Toutes ces demandes de rendez-vous non-satisfaites, les absences d'explications sur ces chiffres abrupts, trouveront peut-être une esquisse de réponse avec le nouveau directeur de la culture de la région. Arrivé cet été pour travailler avec l'élue, François Duval, ex-conseiller théâtre à la Drac Languedoc-Roussillon, est un fin connaisseur du sujet.

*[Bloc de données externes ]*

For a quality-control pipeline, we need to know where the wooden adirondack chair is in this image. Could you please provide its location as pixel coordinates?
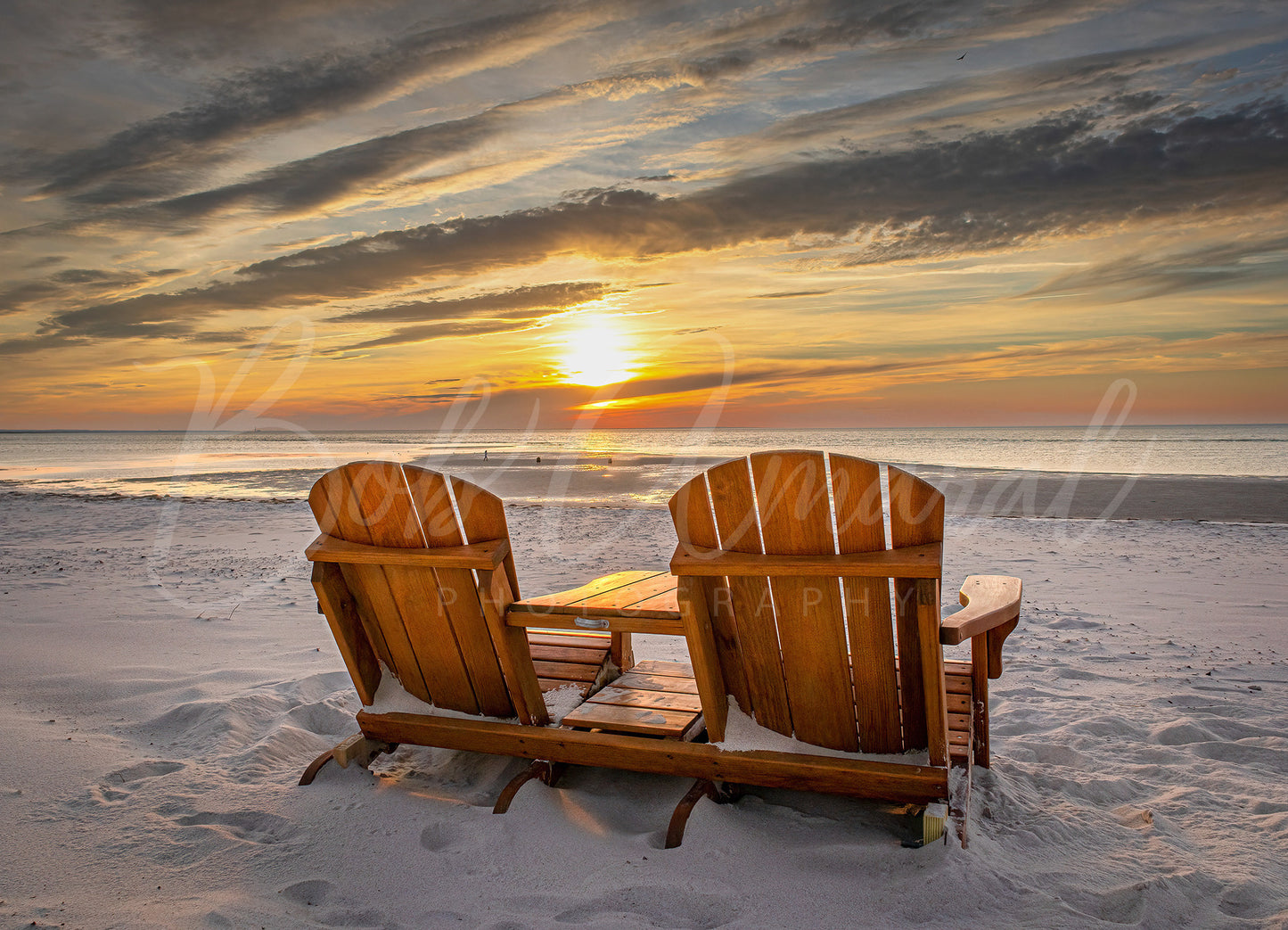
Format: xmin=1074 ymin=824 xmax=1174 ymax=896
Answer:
xmin=300 ymin=463 xmax=702 ymax=793
xmin=301 ymin=452 xmax=1020 ymax=846
xmin=669 ymin=451 xmax=1021 ymax=843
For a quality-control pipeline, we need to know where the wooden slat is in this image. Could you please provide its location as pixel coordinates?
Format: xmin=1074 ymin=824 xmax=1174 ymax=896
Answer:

Le Syndeac (syndicat national des entreprises artistiques et culturelles), réuni en Plateforme avec d'autres réseaux syndicaux de la culture depuis un an, y voit enfin un signe positif. « Jusque-là nous avons été mal accueillis voire pas accueillis. Même dans la région des Hauts-de-France cela ne se passe pas comme ça. Peut-être parce qu'élu avec les voix de la gauche, Xavier Bertrand veille sur la culture. » Et ce syndicat de rappeler que, pourtant, la concertation avec les acteurs de la création artistique est désormais inscrite dans la loi relative à la liberté de création, à l'architecture et au patrimoine, promulguée le 7 juillet 2016.

Dans cette période trouble, la Plateforme des acteurs du spectacle vivant en Auvergne-Rhône-Alpes appelle donc à un rassemblement ouvert à tous le lundi 10 octobre à 9h30, au cœur de la nouvelle région augmentée, Saint-Étienne, et dans ce lieu historique de la décentralisation et de la formation qu'est la Comédie. « Plus que jamais, dans ce contexte de mise à mal des valeurs culturelles, la réflexion collective est nécessaire » assure le communiqué de presse. En effet.